Not long after that the Mystic Peak broke once more. Hoddy came to his house that night. It was the last time they would see each other. They stood in silence on a wooden deck, listening to the thunder of huge waves. The old man had brought a gift. It was the ten-foot rhino chaser Hoddy had shaped himself then ridden, Outside the Bullring, on the day of the epic wave. He left it on Fahey’s porch and never said a word. The Gull lay awake for the rest of the night, listening to the waves. By dawn he was expected on the beach at Rosarito, the math teacher having arranged to move a load
of hash in a two-man submarine hijacked from the Scripps Institute of Oceanography by some physics professor with aspirations to the high life. It was a troubling scenario, Island Express outings becoming more outlandish by the day. Fahey should have known. He should have listened to Hoddy. He should have followed his heart. Dawn found him on the beach at Rosarito. The submarine foundered in ten feet of water. The math teacher ratted out everyone with whom he’d ever done business. It was a federal bust, on the word of a snitch. Fahey lost everything he owned, did four calendars at Safford, Arizona, and got out with nothing. Too old now for the contests he’d once eschewed, still cocky after four years in minimum security, he waited out a year of parole then tried to get back into the game. But with the passing of the Island Express things had changed and before it was over he’d sunk to cooking meth on the Mesa de Otay, where he finally learned everything there was to know about the sins of the father, learned about the men robbed and murdered, the women sold into slavery. Because this was where it had all gone down, for the family he had befriended, for the countless others who had followed. And they said you couldn’t go home again. An old Mex meth chef even showed him the bones in the ground and he saw for the first time the enormity of what he had begun. He saw iniquities without end, as a procession of days, and to these he had added other and greater iniquities in which his father had played no part and of which he would not speak, neither then nor now, yet he knew himself for what he was, his father’s son, and he vowed to finish what he had started the night he’d gone to beat the truth out of the old man, if only to rid the planet of them both, for in this crime he had no concern with perfection. He sold a few rocks to a guy he’d done time with before it could happen. It was strictly from charity and the goodness of his heart. Unhappily, the man’s parole officer caught him with the needle still in his arm. He had to give up somebody.
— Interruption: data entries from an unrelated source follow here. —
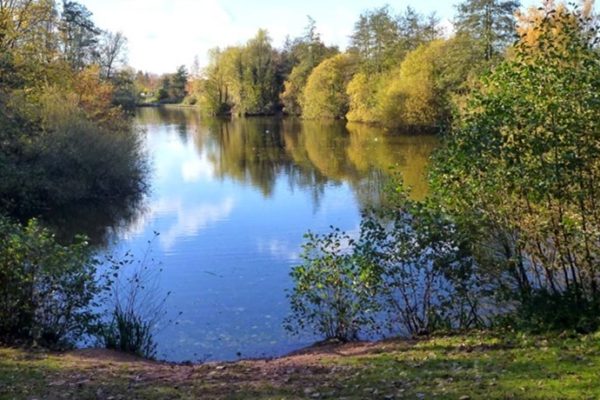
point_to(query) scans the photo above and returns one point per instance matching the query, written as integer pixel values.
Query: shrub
(409, 271)
(333, 294)
(67, 159)
(325, 91)
(46, 289)
(135, 309)
(521, 167)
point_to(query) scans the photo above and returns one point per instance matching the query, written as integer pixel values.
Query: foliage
(490, 22)
(47, 289)
(381, 40)
(333, 294)
(59, 125)
(412, 96)
(135, 306)
(362, 92)
(410, 270)
(325, 92)
(428, 280)
(305, 53)
(520, 169)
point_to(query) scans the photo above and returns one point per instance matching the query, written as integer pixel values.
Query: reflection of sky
(226, 250)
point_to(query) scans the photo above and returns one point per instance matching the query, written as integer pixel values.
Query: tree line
(66, 142)
(508, 237)
(399, 70)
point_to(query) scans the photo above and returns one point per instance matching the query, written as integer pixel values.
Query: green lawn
(474, 366)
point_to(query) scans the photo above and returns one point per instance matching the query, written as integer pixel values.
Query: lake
(231, 201)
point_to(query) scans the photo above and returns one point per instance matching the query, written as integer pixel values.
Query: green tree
(306, 53)
(325, 92)
(260, 85)
(491, 22)
(177, 88)
(48, 290)
(376, 39)
(79, 35)
(522, 165)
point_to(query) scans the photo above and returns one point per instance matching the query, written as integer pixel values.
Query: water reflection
(310, 153)
(232, 199)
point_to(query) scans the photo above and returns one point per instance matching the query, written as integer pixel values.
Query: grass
(474, 366)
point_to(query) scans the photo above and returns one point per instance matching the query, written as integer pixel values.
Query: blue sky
(166, 33)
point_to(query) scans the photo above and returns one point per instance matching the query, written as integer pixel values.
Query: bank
(473, 366)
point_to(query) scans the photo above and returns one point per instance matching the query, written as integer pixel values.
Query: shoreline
(476, 365)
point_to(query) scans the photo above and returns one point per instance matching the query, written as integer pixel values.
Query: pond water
(231, 201)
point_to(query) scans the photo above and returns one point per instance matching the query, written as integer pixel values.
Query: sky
(163, 34)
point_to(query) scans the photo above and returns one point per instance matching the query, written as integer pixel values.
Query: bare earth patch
(474, 366)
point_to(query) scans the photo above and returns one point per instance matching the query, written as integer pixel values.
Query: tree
(375, 39)
(306, 52)
(491, 22)
(112, 53)
(260, 85)
(79, 35)
(412, 96)
(325, 92)
(522, 166)
(178, 84)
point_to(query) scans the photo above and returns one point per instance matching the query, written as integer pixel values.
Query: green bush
(410, 271)
(47, 290)
(70, 161)
(333, 294)
(135, 306)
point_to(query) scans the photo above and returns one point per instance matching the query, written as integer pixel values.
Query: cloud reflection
(190, 221)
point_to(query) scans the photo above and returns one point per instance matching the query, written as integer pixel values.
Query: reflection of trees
(371, 150)
(250, 151)
(311, 154)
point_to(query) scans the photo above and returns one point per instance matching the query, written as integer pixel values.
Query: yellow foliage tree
(412, 97)
(325, 92)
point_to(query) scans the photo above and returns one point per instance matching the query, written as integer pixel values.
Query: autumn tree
(79, 35)
(325, 92)
(491, 22)
(306, 53)
(522, 166)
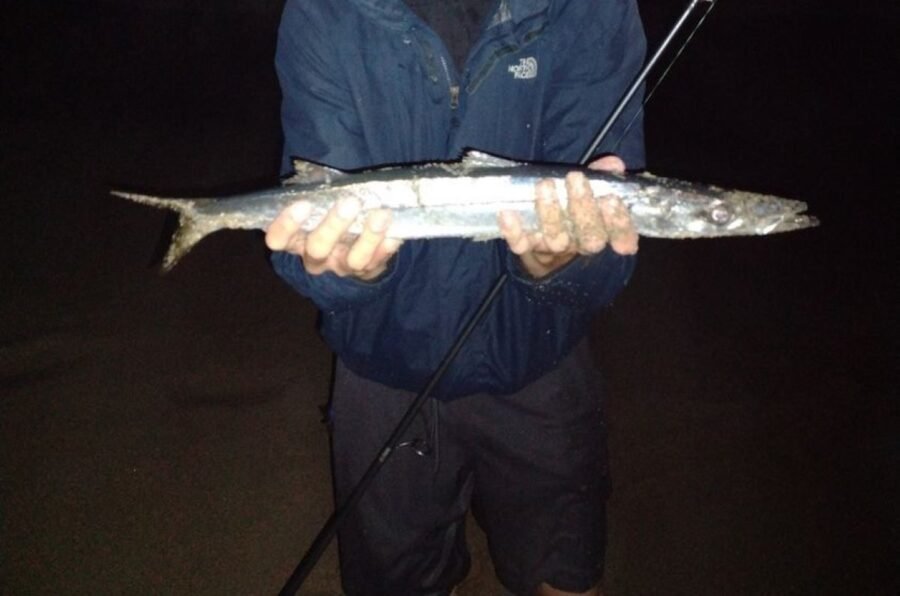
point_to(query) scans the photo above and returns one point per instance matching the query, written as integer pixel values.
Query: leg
(407, 534)
(540, 479)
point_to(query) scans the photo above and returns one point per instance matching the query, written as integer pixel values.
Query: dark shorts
(532, 467)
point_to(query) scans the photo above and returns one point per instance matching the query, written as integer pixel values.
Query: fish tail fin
(193, 225)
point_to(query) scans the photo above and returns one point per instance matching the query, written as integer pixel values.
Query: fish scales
(463, 198)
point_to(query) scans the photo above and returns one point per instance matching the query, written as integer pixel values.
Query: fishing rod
(330, 529)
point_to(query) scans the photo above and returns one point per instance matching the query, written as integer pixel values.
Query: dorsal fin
(478, 159)
(307, 172)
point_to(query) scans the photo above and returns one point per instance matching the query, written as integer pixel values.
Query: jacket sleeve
(600, 61)
(596, 65)
(318, 115)
(587, 283)
(320, 124)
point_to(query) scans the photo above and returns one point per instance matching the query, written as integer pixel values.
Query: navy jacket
(366, 82)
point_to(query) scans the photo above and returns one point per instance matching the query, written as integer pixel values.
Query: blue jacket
(365, 83)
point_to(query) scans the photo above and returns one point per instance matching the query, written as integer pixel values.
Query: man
(515, 428)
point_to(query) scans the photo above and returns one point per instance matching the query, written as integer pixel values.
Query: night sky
(162, 435)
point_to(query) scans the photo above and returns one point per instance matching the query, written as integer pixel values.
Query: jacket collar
(395, 13)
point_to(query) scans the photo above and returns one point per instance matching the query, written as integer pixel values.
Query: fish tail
(192, 224)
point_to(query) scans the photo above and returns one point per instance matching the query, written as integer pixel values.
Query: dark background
(162, 435)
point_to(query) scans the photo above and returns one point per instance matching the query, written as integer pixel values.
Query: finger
(550, 216)
(512, 231)
(608, 163)
(363, 250)
(322, 241)
(585, 214)
(380, 259)
(623, 238)
(281, 232)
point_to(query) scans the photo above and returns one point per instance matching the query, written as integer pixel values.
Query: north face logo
(525, 69)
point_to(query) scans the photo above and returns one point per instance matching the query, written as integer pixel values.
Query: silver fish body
(462, 199)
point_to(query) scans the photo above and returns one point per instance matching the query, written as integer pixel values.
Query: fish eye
(720, 214)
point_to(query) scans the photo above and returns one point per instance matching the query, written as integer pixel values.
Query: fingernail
(300, 211)
(347, 208)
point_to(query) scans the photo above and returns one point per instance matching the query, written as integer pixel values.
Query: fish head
(746, 213)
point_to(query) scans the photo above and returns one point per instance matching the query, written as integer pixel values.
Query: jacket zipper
(454, 89)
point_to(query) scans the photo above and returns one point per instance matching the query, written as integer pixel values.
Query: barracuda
(462, 199)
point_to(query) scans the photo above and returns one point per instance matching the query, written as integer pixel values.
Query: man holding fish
(515, 430)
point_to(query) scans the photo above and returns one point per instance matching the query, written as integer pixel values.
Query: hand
(328, 247)
(596, 222)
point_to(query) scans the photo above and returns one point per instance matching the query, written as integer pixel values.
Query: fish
(462, 199)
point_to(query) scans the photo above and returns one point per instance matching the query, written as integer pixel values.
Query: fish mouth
(794, 219)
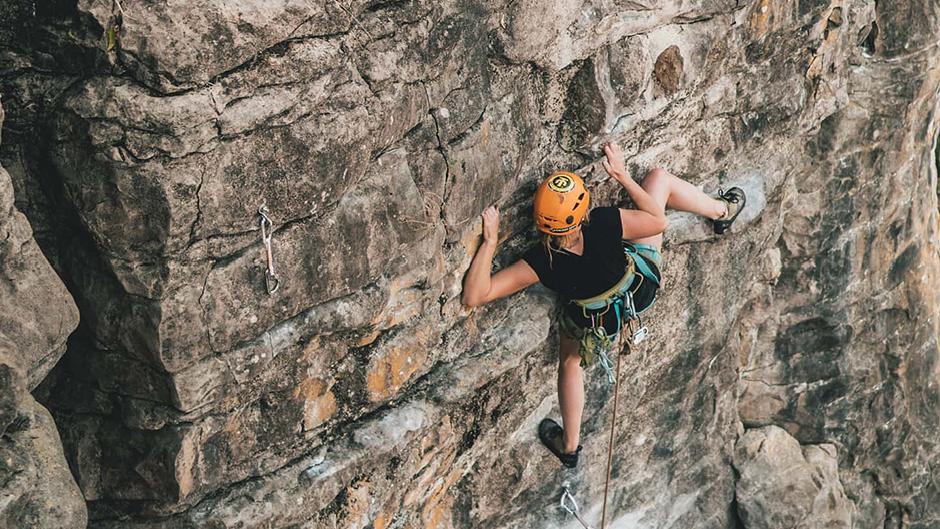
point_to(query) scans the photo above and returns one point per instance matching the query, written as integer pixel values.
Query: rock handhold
(782, 484)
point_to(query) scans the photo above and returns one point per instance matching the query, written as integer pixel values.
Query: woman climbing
(610, 262)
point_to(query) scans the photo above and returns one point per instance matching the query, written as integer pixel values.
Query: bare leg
(570, 391)
(675, 193)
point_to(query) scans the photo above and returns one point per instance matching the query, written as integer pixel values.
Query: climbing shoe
(553, 437)
(735, 200)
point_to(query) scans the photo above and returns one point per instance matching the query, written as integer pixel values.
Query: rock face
(145, 136)
(773, 466)
(36, 316)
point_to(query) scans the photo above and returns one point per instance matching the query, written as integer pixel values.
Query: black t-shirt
(599, 267)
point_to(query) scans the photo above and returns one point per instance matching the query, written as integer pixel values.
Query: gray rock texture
(774, 467)
(36, 316)
(143, 138)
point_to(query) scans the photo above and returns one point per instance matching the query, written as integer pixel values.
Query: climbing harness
(271, 280)
(570, 505)
(595, 341)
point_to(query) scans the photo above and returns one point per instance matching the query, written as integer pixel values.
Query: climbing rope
(570, 505)
(638, 333)
(271, 280)
(624, 350)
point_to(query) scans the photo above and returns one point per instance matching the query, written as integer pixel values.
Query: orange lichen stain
(380, 522)
(396, 364)
(358, 496)
(369, 338)
(319, 402)
(429, 489)
(437, 510)
(760, 18)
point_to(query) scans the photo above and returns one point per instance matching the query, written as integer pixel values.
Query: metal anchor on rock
(271, 280)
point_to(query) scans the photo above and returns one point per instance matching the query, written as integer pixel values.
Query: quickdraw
(271, 280)
(570, 505)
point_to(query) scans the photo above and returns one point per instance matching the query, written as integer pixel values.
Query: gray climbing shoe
(735, 199)
(553, 437)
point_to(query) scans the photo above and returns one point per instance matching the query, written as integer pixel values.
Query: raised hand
(614, 164)
(491, 225)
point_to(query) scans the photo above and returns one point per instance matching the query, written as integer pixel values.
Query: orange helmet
(561, 202)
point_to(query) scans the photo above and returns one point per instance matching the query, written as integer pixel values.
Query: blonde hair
(555, 243)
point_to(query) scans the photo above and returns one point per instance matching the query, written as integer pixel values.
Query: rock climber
(593, 262)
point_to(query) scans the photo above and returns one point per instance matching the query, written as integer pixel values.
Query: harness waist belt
(603, 300)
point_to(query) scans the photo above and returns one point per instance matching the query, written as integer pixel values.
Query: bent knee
(656, 173)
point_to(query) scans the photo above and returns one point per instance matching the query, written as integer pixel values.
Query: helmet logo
(561, 183)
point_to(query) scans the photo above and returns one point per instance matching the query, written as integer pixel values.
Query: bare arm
(479, 286)
(649, 218)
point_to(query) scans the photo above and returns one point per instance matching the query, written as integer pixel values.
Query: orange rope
(613, 421)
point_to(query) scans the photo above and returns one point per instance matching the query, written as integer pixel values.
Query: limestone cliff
(790, 377)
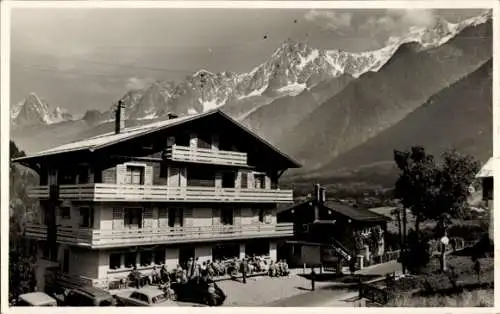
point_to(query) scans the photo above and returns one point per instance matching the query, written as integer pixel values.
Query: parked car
(208, 293)
(36, 299)
(145, 296)
(88, 296)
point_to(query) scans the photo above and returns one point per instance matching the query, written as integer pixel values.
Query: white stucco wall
(273, 247)
(203, 253)
(171, 257)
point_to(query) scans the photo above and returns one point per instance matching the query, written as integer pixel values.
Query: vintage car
(208, 293)
(146, 296)
(88, 296)
(36, 299)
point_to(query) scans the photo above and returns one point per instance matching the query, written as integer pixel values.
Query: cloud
(399, 20)
(135, 83)
(330, 19)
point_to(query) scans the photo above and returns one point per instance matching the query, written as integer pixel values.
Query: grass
(476, 298)
(432, 288)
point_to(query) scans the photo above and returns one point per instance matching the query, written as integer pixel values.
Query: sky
(80, 58)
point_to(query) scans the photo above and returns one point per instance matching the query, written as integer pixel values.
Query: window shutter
(162, 217)
(267, 216)
(255, 215)
(118, 218)
(148, 175)
(121, 174)
(216, 216)
(147, 218)
(188, 217)
(237, 216)
(183, 180)
(267, 182)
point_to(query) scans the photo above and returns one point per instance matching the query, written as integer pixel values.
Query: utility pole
(404, 246)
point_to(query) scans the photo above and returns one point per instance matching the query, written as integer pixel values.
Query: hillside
(459, 116)
(377, 101)
(288, 111)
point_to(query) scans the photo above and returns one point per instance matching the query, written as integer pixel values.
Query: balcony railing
(96, 238)
(160, 193)
(206, 156)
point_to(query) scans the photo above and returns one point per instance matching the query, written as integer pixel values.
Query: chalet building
(198, 186)
(336, 227)
(486, 176)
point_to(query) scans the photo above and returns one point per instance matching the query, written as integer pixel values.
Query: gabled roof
(487, 170)
(111, 138)
(357, 214)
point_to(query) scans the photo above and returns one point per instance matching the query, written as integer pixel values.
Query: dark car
(208, 293)
(88, 296)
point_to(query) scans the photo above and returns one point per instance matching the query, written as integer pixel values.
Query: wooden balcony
(95, 238)
(103, 192)
(206, 156)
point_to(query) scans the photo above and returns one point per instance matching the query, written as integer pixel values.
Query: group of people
(278, 269)
(194, 269)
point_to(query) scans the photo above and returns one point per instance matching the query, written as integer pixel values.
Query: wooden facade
(158, 194)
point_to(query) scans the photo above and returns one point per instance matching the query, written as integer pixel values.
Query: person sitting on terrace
(286, 271)
(210, 268)
(164, 275)
(273, 271)
(135, 277)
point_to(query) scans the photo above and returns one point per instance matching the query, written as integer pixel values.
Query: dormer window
(205, 141)
(260, 181)
(135, 175)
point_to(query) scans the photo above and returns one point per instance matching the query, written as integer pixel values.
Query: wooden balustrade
(160, 193)
(207, 156)
(101, 238)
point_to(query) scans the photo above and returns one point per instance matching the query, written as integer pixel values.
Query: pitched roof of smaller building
(357, 214)
(353, 213)
(487, 170)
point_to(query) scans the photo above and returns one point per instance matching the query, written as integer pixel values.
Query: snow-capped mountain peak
(34, 110)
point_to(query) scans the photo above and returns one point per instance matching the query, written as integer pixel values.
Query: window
(66, 177)
(133, 217)
(65, 261)
(227, 216)
(163, 170)
(182, 139)
(146, 257)
(261, 215)
(171, 217)
(244, 180)
(130, 259)
(83, 175)
(65, 212)
(159, 257)
(135, 175)
(115, 260)
(200, 176)
(228, 179)
(86, 217)
(205, 141)
(259, 181)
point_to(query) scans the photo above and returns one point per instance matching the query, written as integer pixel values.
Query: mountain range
(332, 107)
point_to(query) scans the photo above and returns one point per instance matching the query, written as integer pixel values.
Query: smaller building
(350, 231)
(486, 175)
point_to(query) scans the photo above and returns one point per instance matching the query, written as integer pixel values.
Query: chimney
(171, 115)
(119, 118)
(317, 196)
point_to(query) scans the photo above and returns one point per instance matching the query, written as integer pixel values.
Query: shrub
(417, 255)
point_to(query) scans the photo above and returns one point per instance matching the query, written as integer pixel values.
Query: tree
(416, 186)
(455, 177)
(431, 190)
(21, 261)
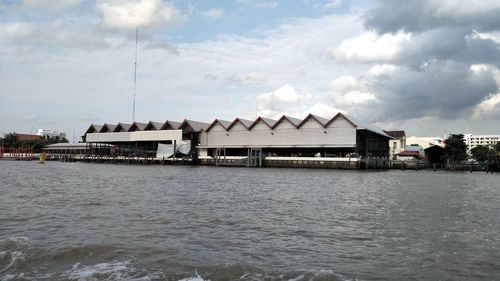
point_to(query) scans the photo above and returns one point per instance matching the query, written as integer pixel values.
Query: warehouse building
(315, 137)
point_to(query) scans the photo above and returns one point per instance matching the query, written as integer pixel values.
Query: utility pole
(135, 71)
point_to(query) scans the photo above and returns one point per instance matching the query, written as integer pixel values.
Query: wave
(21, 260)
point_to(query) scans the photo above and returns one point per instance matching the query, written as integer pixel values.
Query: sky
(429, 67)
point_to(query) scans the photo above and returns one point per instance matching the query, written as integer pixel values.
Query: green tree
(455, 148)
(482, 153)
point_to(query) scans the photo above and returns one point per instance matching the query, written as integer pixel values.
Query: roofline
(260, 119)
(309, 116)
(237, 119)
(218, 121)
(281, 120)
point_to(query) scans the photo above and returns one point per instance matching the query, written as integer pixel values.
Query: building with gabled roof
(339, 136)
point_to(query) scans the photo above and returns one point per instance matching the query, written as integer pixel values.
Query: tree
(482, 153)
(455, 148)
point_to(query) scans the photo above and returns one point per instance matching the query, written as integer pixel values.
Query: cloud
(281, 101)
(127, 15)
(369, 46)
(333, 4)
(17, 30)
(212, 14)
(422, 15)
(49, 5)
(258, 3)
(489, 108)
(55, 34)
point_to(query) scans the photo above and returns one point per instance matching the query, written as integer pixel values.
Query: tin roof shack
(144, 139)
(435, 155)
(397, 144)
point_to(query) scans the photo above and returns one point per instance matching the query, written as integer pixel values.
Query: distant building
(341, 136)
(425, 142)
(28, 137)
(51, 133)
(397, 144)
(475, 140)
(412, 152)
They nailed Fahey within twenty-four hours, smoking his own shit. The news was not all bad. So fucked up had he become and so far had he strayed from the old Mexican’s recipe, the stuff he had cooking in the sink could not rightly be identified as meth, or anything else for that matter. He told them he was making a sealer for the roof of his trailer. This time around it was a state bust, and in the end all they had him on was possession. The bad news was that the DA took a personal interest in the case. The man was so pissed about not getting more mileage out of a second offense that he kept Fahey in a county lockup for six months awaiting transfer and another six in what they euphemistically called bus therapy—that is, in constant motion, from one facility to another, all the way to Leavenworth and back again. He finished at Lompoc. In the end, he had done twenty-seven and change—a little over two years.